Era notte alta: nel villaggio un silenzio come di morte; tutte le case buie e le vie deserte. La donna, fatti alcuni passi, si fermò dinanzi ad una casa e battè contro una finestra del pianterreno. Una specie di fioco lamento le rispose. Stette un momento in attesa; ma non udendo più alcun rumore, battè una seconda volta, e: — Natalia! — chiamò — Natalia, affacciatevi. — Allora il lamento si rinnovò più forte e pareva accompagnato da parole d’impazienza. Finalmente le impòste stridettero, e una voce rauca e di tanto in tanto sibilante domandò:
— Chi è?
— Sono io, Natalia.
— Ah, voi, Rosina? Avete dunque risoluto? Volete proprio tentare?
— Ma sì, Natalia; altrimenti mi muoiono di fame!

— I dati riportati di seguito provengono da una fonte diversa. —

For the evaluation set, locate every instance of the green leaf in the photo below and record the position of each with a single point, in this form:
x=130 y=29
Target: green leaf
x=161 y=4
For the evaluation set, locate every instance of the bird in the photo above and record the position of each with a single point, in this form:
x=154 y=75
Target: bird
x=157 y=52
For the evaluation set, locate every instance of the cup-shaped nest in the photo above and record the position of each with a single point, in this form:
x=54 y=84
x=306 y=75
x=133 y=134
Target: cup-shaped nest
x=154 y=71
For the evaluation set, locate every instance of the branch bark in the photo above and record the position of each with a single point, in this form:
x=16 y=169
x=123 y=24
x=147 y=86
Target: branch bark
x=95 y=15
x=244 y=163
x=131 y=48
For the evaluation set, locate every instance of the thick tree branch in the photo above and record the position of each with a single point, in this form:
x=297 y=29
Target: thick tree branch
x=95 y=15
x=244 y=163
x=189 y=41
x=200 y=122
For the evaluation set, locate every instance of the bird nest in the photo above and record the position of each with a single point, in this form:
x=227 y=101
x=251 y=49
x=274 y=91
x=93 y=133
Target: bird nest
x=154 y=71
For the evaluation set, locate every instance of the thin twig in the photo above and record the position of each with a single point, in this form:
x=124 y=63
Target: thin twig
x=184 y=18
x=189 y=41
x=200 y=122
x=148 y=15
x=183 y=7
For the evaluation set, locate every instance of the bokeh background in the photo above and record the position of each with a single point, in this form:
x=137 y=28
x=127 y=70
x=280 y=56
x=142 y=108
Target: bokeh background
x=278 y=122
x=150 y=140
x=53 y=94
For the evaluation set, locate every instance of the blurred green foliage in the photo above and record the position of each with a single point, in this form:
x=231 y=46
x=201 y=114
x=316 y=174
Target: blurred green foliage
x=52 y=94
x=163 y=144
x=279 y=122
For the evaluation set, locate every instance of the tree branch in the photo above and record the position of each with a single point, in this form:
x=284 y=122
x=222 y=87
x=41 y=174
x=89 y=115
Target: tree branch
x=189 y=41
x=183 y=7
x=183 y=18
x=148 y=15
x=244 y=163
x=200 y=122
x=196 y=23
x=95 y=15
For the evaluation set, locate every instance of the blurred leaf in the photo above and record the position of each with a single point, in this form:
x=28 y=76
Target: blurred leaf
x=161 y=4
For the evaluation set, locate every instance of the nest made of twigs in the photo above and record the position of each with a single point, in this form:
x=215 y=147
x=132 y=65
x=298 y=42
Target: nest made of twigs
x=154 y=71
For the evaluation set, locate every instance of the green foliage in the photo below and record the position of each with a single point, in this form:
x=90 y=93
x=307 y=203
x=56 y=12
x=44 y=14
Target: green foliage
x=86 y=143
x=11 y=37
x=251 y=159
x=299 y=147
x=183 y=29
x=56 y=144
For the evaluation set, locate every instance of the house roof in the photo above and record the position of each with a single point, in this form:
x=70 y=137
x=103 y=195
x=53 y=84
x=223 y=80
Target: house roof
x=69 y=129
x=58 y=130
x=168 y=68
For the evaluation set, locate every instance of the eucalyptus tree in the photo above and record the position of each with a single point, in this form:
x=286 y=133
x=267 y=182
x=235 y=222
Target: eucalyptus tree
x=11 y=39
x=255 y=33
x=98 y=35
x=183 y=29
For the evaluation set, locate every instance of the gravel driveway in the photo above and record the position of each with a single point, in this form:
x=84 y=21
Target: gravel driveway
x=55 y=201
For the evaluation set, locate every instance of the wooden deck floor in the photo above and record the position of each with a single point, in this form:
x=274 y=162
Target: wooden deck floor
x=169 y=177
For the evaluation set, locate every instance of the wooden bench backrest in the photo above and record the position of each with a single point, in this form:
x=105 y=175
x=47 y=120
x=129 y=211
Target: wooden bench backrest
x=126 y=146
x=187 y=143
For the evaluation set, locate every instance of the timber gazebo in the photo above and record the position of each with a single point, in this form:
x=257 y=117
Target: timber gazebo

— E se vi arrestano? Ricordatevi che la Giulia e la comare Teresa le hanno condotte in prigione a Gemona! E v’ingannate, — continuava emettendo la voce a guisa di fischio — v’ingannate se credete ch’io possa nutrirvi le vostre creature. Sono otto giorni che non vedo un briciolo di pane; e quando non ce n’è, non si può dare, capite!
— Mio Dio, Natalia, non vi domando pane. Andate solamente a vederli domani. Io spero di essere tornata a quest’ora.
— E domani — chiese la vecchia — come si vivrà domani?
— Questi pomi basteranno per domani. — E tiratasi un poco indietro, le lanciò dentro la finestra il fazzoletto legato.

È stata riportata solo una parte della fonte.